‘Ghost Wall’ by Sarah Moss (Book Review)

Obsessive love of ancient societies can lead to human sacrifice. It’s an idea that has been explored to great effect by William Golding and Donna Tartt, but Sarah Moss’ folk horror novella Ghost Wall offers a perspective on the issue that resonates much more in a world that has seen far-right extremism come back into fashion. In this work about a group of people participating in an experiential archeology project, Moss uses a strikingly lucid stream of consciousness narrative to demonstrate how the love of ancient history can become a dangerous refuge for people with antiquated ideas about power, survival, and who is deserving of either.

iron-age-roundhouse-600px

iron-age-roundhouse-interior-600px

iron-age-roundhouse-oven-600px
Reconstruction of an Iron Age roundhouse at Chiltern Open Air Museum.

Silvie (short for Sulevia) is the adolescent daughter of a battered, submissive mother and an abusive father.

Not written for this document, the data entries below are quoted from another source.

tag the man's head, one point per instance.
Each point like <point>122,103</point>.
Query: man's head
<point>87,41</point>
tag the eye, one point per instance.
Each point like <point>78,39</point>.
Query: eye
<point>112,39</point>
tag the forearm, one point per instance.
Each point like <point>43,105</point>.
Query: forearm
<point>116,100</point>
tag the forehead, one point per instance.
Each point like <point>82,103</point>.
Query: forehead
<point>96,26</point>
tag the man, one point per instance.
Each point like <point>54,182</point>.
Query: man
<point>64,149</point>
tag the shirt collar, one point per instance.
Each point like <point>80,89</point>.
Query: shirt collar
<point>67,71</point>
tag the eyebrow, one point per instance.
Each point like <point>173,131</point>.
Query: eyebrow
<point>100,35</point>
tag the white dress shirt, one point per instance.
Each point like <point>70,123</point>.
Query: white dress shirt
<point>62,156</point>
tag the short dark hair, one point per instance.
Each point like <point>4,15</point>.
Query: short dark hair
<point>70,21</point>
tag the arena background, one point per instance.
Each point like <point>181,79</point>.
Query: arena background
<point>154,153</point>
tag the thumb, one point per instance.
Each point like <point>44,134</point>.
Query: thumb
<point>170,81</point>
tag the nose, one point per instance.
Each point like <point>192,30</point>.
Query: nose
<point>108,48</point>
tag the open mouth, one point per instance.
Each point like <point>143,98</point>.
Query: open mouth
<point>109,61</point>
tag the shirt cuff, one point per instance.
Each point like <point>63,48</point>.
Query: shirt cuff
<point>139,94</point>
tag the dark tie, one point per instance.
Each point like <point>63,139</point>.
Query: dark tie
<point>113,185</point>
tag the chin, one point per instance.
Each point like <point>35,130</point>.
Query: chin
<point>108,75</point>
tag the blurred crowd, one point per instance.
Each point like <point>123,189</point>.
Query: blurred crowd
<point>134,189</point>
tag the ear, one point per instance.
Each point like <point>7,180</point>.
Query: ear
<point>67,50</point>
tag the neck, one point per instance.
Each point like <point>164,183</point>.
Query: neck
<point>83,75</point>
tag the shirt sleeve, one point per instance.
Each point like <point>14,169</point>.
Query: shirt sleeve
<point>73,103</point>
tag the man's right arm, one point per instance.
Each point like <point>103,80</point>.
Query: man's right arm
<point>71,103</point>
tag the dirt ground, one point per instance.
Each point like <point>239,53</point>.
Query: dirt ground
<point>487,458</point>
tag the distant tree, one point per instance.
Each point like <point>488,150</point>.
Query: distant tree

Silvie’s Dad, a bus driver, is obsessed with the Iron Age, and naming his child Sulevia after an ancient British goddess is by far his least horrendous way of showing it. From early childhood, Silvie is taught to be the perfect Iron Age maiden: she can live off the land, skin dead animals without flinching and tell which plants are poisonous and which are not. She is dragged around Northern England and shown examples of the pestilence of the modern world (this includes everything from run-down buildings to black people) and is constantly  told that everything was so much better ‘back then’. Silvie’s father’s obsession is so extreme that he arranges for his family to participate in an experiential archeology project run by a group of university students and their professor. Silvie and her mother end up being unwilling participants in this stunt that requires participants to dress, live, eat, hunt, forage and clean themselves in the manner of the Iron Age. It is the Iron Age practice of appeasing the gods through ritual human sacrifice at the edge of bogs (the so-called ‘bog bodies’) that provides the novel with its premise. Yes, this is going where you think it is.

703374
Author Sarah Moss.

Through the characters of Silvie and her mother, Moss portrays the psychology of the abused in a very complex way. Both could easily have ended up brainwashed by the father’s ‘everything was better back then’ mentality. However, both are beaten so regularly, and view the abuse as such a normal part of life, that the abuse, rather than the Iron Age, becomes the prism through which they see reality. As a consequence, Silvie and her mother often obey the father for the sake of peace, and react badly to women who do not recognise the power of toxic masculinity. This alienates and isolates them from potential support structures, which has tragic consequences at the novella’s hair-raising conclusion.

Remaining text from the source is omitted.